To the fury of rail passengers across Britain, the resumption of train services after a four-day Christmas strike turned into a shambles in many locations.
At London Paddington, hub for the west of England and South Wales, thousands of travellers hoping to return home after Christmas breaks turned up to catch trains that did not exist.
The first wave of departures to Cardiff, Oxford, Bristol and Plymouth was wiped out by overrunning engineering works at North Pole depot, close to Paddington.
Adrian Bevan was trying to get home from Paddington to Newton Abbot in Devon. “My train is nearly two hours late already,” he told The Independent. “It’s ridiculous. Just a disaster, again. Very, very disappointed, again.
“All I want to do is get on my train, drink my Thatchers and be happy.”
Two American tourists were last seen heading for the exit from Paddington having booked a car to take them to a spa hotel Moreton-in-Marsh in the Cotswolds at a cost of £320. “We’ve already paid for treatments, and they start at 1pm,” they said as they left.
“I’ve been here since 7am,” said Tom Davies, who was hoping to get home to Swansea in time to work at 2pm.
“There’s not been much communication. They said 10 o’clock they’d be opening back up, then they said half-past. So who knows? It could be any time. Looks like I’ll be late for work.”
The first trains left just before 11am, at least 97 minutes behind the intended start of services.
A spokesperson for Great Western Railway (GWR) said: “Network Rail and GWR teams have been working hard to keep passengers as up to date as possible in a rapidly changing situation, and we’re sorry for customers inconvenienced this morning.
“We are expecting delays to reduce over the coming hours, but there may be some continued disruption on some routes throughout the day.”
With far fewer trains during the morning, passengers were left standing on stations including Reading, Swindon and Stroud due to extreme overcrowding. At Reading, travellers hoping to catch nonstop trains to London Paddington were directed to the much slower, all-stations Elizabeth Line.
Elsewhere in Britain, similar scenes were playing out after the four-day strike by members of the RMT union working for Network Rail.
The private operator Lumo combined its first two departures from Edinburgh to London after delays moving trains from the depot.
When finally the rolling stock was ready, Lumo tweeted: “Our team will be doing their very best to load customers and their luggage promptly and safely. We kindly ask customers not to take these issues out on our on train team. It’s not their fault.”
Passengers with tickets to board at Newcastle were urged to travel on other trains and claim their fare back.
Links between London and Gatwick airport did not resume until the afternoon – whereupon a signal failure delayed services, with the first train from London Bridge arriving 35 minutes late. The main Gatwick Express link from Victoria is closed because of engineering work.
Many stations remain closed for the rest of the year due to an overtime ban by members of the RMT union.
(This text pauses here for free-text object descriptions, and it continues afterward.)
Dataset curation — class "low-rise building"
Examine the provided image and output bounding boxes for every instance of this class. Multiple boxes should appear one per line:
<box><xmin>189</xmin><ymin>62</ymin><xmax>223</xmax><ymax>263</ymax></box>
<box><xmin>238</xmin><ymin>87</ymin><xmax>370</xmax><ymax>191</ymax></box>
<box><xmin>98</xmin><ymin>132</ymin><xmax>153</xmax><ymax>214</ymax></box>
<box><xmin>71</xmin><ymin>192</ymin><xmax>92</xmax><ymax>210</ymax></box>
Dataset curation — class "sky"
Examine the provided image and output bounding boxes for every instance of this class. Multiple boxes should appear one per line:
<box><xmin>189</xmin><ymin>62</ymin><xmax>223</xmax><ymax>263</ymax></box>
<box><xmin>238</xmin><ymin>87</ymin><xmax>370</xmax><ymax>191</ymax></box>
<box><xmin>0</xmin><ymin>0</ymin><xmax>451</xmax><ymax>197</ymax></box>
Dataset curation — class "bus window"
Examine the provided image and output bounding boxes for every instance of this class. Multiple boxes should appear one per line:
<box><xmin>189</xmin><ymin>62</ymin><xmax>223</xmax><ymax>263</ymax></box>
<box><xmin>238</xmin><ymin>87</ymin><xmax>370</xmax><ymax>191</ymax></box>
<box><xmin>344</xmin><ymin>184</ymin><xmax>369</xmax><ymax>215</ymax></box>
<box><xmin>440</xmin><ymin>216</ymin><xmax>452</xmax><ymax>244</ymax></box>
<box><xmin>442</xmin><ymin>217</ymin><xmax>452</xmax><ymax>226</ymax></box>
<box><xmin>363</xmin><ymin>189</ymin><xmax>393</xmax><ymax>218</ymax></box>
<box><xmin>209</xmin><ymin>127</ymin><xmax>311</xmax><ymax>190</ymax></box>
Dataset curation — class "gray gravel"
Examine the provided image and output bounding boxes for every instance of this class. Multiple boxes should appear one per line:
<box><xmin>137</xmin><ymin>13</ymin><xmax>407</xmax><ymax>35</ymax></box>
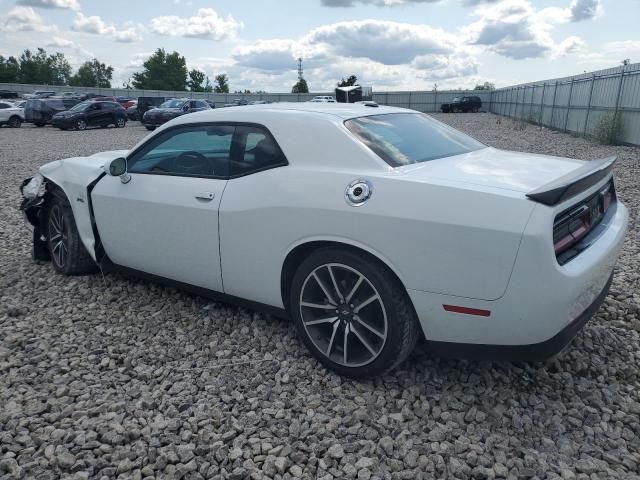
<box><xmin>1</xmin><ymin>115</ymin><xmax>640</xmax><ymax>480</ymax></box>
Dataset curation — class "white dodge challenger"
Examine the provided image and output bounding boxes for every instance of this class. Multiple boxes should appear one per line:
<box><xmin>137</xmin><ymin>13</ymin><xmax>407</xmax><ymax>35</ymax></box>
<box><xmin>20</xmin><ymin>103</ymin><xmax>628</xmax><ymax>377</ymax></box>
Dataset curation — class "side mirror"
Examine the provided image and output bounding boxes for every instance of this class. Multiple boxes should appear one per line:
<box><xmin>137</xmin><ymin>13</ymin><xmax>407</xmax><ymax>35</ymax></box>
<box><xmin>182</xmin><ymin>104</ymin><xmax>190</xmax><ymax>112</ymax></box>
<box><xmin>105</xmin><ymin>157</ymin><xmax>131</xmax><ymax>184</ymax></box>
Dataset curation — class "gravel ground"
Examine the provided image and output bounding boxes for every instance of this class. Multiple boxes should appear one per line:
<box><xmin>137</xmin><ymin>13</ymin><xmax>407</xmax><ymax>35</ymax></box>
<box><xmin>1</xmin><ymin>115</ymin><xmax>639</xmax><ymax>480</ymax></box>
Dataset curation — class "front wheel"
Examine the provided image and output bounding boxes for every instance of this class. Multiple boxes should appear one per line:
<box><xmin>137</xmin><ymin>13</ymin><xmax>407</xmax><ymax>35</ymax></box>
<box><xmin>76</xmin><ymin>119</ymin><xmax>87</xmax><ymax>131</ymax></box>
<box><xmin>8</xmin><ymin>116</ymin><xmax>22</xmax><ymax>128</ymax></box>
<box><xmin>46</xmin><ymin>196</ymin><xmax>96</xmax><ymax>275</ymax></box>
<box><xmin>290</xmin><ymin>248</ymin><xmax>419</xmax><ymax>378</ymax></box>
<box><xmin>116</xmin><ymin>117</ymin><xmax>126</xmax><ymax>128</ymax></box>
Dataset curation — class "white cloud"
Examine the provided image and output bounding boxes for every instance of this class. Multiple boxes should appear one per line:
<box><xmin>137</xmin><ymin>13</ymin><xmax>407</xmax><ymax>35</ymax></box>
<box><xmin>321</xmin><ymin>0</ymin><xmax>439</xmax><ymax>6</ymax></box>
<box><xmin>16</xmin><ymin>0</ymin><xmax>79</xmax><ymax>10</ymax></box>
<box><xmin>149</xmin><ymin>8</ymin><xmax>242</xmax><ymax>40</ymax></box>
<box><xmin>570</xmin><ymin>0</ymin><xmax>601</xmax><ymax>22</ymax></box>
<box><xmin>412</xmin><ymin>53</ymin><xmax>479</xmax><ymax>80</ymax></box>
<box><xmin>3</xmin><ymin>6</ymin><xmax>57</xmax><ymax>32</ymax></box>
<box><xmin>306</xmin><ymin>20</ymin><xmax>456</xmax><ymax>64</ymax></box>
<box><xmin>72</xmin><ymin>13</ymin><xmax>142</xmax><ymax>42</ymax></box>
<box><xmin>46</xmin><ymin>36</ymin><xmax>75</xmax><ymax>48</ymax></box>
<box><xmin>464</xmin><ymin>0</ymin><xmax>590</xmax><ymax>59</ymax></box>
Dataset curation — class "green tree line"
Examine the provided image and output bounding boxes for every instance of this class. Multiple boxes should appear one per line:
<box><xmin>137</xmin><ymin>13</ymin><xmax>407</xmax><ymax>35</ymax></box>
<box><xmin>0</xmin><ymin>47</ymin><xmax>231</xmax><ymax>92</ymax></box>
South Western Railway, which runs to and from London Waterloo, told passengers: “You are urged to only travel if absolutely necessary.”
The train firm is running a much-reduced service on its main line to Woking, Winchester and Weymouth, as well as the Windsor line.
For the rest of the year it has taken many stations offline as it seeks to run a reduced service on its main routes.
Two dozen stations will see no trains at all, while 13 more have no services scheduled to stop.
Chiltern Railways has axed its entire Midlands network until 9 January.